‘El Gato’ sought for role in 7-year-old murder for hire in Texas.
FBI Adds Mexican Cartel Leader to Most-Wanted List
Mexican cartel boss Jose Rodolfo Villarreal-Hernandez was added to the FBI’s 10 Most Wanted Fugitives list.
A reward of up to $1 million is being offered by the U.S. Department of State’s Transnational Organized Crime Rewards Program for information leading directly to his arrest.
Villarreal-Hernandez, alias “El Gato” (The Cat), is suspected of being a leader in the Beltran Leyva cartel based in the Mexican state of Nuevo Leon. He is believed to be hiding out in either Monterey or Mexico City.
He is charged with interstate stalking and conspiracy to commit murder-for-hire over the May 2013 killing of a lawyer who apparently worked for a rival cartel.
The murder occurred in a parking lot in Southlake, Texas, according to an FBI report.
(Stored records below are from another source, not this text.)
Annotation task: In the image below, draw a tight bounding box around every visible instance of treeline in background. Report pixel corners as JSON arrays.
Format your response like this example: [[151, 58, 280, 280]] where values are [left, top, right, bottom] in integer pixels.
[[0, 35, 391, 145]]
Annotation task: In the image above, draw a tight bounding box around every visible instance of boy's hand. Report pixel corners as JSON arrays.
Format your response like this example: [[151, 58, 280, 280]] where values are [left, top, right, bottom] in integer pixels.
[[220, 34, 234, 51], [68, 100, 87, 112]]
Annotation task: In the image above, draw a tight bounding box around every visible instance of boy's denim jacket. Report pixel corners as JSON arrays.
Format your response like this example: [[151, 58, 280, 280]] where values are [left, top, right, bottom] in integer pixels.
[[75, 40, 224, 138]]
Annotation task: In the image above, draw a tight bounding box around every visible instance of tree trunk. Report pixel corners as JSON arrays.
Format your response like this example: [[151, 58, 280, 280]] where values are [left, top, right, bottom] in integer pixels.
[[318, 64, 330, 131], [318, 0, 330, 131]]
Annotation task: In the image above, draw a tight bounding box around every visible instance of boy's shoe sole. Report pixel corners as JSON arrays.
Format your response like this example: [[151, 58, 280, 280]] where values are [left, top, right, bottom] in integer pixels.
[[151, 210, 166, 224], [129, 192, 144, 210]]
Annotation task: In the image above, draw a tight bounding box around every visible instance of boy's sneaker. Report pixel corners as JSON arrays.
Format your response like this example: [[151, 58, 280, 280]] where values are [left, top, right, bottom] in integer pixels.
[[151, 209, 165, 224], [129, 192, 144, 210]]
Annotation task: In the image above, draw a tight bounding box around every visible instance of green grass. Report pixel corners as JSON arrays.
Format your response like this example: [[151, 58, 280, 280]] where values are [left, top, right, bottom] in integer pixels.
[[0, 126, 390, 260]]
The victim was sitting in the passenger’s seat as his wife placed the groceries in the back of their Range Rover when a white Toyota Sequoia approached them. A shooter exited the white vehicle and shot the victim “multiple times” before jumping back in the car and fleeing the scene. The lawyer was pronounced dead at a hospital several hours later.
Villarreal-Hernandez’s brother, Jose Ramon Villarreal-Hernandez (alias “El Mon”), was extradited to the United States in March on suspicion of being linked to the same murder. His legal status is unknown.
Another three people were arrested in 2014 and sentenced two years later. The interrogations of those suspects helped lead authorities to the Villarreal-Hernandez brothers.
“Jose Rodolfo Villarreal-Hernandez is charged with orchestrating a brutal murder in which the people who carried it out showed no regard for the victim, his wife or the innocent bystanders who witnessed the murder,” said Matthew DeSarno FBI Special Agent in charge of the Dallas office, in announcing the decision on Oct. 13.
Founded in 1950, 524 fugitives have been on the bureau’s “Ten Most Wanted Fugitives” list, and 490 have been apprehended or located, the bureau reports.